This is Begovic’s biggest score to date, besting the €10,910 he won way back in 2009 in the Sarajevo November Challenge Main Event. It also boosts the Bosnian into third place in Bosnia & Herzegovina’s all-time money list. Begovic doubled up twice at the final table, before rivering a lucky river on his first chance to eliminate his opponent, to take down the title.

Runner-up Timur Margolin also has cause to celebrate, with this result being his biggest score in almost three years, since narrowly missing out on a bracelet at the 2015 World Series of Poker. He finished runner-up in Event #47: $2,500 No-Limit Hold’em for $341,338. Margolin also wins a $16,000 package to the partypoker LIVE MILLIONS Grand Final in Barcelona for being the last online qualifier standing.

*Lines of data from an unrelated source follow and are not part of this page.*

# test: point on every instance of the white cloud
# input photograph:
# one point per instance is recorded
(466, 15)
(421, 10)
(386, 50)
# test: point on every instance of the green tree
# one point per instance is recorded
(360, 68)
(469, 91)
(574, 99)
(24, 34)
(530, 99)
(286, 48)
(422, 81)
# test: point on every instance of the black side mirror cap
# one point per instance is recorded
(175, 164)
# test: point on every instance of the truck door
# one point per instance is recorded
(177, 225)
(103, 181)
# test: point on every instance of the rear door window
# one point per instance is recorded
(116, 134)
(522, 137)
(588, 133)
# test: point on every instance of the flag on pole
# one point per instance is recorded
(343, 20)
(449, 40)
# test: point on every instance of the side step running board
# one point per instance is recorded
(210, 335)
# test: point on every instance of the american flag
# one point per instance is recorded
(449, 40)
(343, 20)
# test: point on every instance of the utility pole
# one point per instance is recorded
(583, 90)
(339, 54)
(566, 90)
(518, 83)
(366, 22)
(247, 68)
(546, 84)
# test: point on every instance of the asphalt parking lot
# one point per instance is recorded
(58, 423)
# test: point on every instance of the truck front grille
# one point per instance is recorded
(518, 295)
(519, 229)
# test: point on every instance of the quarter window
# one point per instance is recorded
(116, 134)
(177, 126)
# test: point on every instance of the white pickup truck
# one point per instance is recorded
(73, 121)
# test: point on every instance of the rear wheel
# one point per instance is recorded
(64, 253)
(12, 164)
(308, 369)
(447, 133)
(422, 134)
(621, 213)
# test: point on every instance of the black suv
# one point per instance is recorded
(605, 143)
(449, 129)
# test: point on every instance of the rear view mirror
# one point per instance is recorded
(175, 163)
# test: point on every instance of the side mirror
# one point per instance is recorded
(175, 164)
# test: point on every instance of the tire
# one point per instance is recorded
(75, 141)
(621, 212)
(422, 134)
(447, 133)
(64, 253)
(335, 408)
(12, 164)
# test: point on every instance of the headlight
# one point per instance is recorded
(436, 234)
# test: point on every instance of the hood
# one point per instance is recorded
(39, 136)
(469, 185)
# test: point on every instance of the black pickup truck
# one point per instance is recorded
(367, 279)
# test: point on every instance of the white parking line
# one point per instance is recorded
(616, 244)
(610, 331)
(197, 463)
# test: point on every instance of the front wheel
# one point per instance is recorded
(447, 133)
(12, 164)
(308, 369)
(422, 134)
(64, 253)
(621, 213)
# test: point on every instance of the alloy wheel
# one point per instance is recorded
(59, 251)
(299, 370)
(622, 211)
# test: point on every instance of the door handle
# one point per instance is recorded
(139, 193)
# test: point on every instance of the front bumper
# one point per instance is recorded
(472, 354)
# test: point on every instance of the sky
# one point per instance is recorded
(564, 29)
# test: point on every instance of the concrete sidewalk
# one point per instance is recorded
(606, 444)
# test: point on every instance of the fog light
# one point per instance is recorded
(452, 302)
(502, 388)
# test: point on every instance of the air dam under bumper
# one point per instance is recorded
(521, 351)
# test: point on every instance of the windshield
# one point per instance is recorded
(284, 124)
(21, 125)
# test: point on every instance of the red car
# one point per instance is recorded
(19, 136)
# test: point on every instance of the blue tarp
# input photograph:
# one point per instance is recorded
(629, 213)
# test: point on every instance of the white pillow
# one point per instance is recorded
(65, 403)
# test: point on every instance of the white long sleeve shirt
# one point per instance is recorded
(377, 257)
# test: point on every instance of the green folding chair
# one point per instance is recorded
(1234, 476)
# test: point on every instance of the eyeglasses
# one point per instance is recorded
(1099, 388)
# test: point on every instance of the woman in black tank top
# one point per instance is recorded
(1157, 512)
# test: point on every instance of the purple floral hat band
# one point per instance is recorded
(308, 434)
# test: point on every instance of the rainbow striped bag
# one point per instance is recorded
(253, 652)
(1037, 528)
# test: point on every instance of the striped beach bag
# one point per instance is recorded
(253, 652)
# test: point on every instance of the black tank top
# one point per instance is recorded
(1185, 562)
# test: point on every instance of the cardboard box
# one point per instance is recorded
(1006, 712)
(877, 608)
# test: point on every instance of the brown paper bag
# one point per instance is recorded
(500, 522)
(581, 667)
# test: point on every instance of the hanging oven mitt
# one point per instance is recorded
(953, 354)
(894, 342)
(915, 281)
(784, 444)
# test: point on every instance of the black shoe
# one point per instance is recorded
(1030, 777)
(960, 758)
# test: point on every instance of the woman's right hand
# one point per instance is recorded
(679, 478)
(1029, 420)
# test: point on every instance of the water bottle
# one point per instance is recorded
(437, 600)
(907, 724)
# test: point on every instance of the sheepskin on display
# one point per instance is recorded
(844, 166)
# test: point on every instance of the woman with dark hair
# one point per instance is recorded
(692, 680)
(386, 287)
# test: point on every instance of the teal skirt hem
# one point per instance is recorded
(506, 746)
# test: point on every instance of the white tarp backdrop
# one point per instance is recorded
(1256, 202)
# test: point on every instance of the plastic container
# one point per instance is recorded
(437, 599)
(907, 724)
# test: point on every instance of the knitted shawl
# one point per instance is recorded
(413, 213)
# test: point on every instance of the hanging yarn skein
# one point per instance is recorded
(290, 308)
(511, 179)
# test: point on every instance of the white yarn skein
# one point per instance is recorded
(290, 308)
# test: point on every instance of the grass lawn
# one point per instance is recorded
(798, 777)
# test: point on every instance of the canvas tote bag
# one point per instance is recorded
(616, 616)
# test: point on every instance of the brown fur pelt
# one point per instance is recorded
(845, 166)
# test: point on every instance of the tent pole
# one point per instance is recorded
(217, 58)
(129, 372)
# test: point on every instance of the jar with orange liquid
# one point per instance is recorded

Here are the final table results:

Position Player Country Payout (€) Payout ($)
1 Amar Begovic Bosnia & Herzegovina €220,000 $270,600
2 Timur Margolin Israel €135,000 $166,050
3 Paris Stavridis Greece €97,000 $119,310
4 Martin Kabrhel Czech Republic €76,244 $93,780
5 Ben Zech Germany €59,766 $73,512
6 Grzegorz Wyraz Poland €46,960 $57,761
7 Florian Sarnow Germany €35,050 $43,112
8 Alexander Romme Germany €24,274 $29,857

From the start of the Day 3, it looked like players and tournament staff were in for a long one. Eleven eliminations in the first level soon dispelled that preconception for a while, that was until just six headed out the door in the next two levels. Among those to bust early on Day 3 were Konstantinos Misailidis, whose elimination would boost Amir Begovic into the chip lead early, and Amir Goliz and Oleksandr Vikhtiuk, whose eliminations at the hand of Timur Margolin pushed his chip stack ever skyward.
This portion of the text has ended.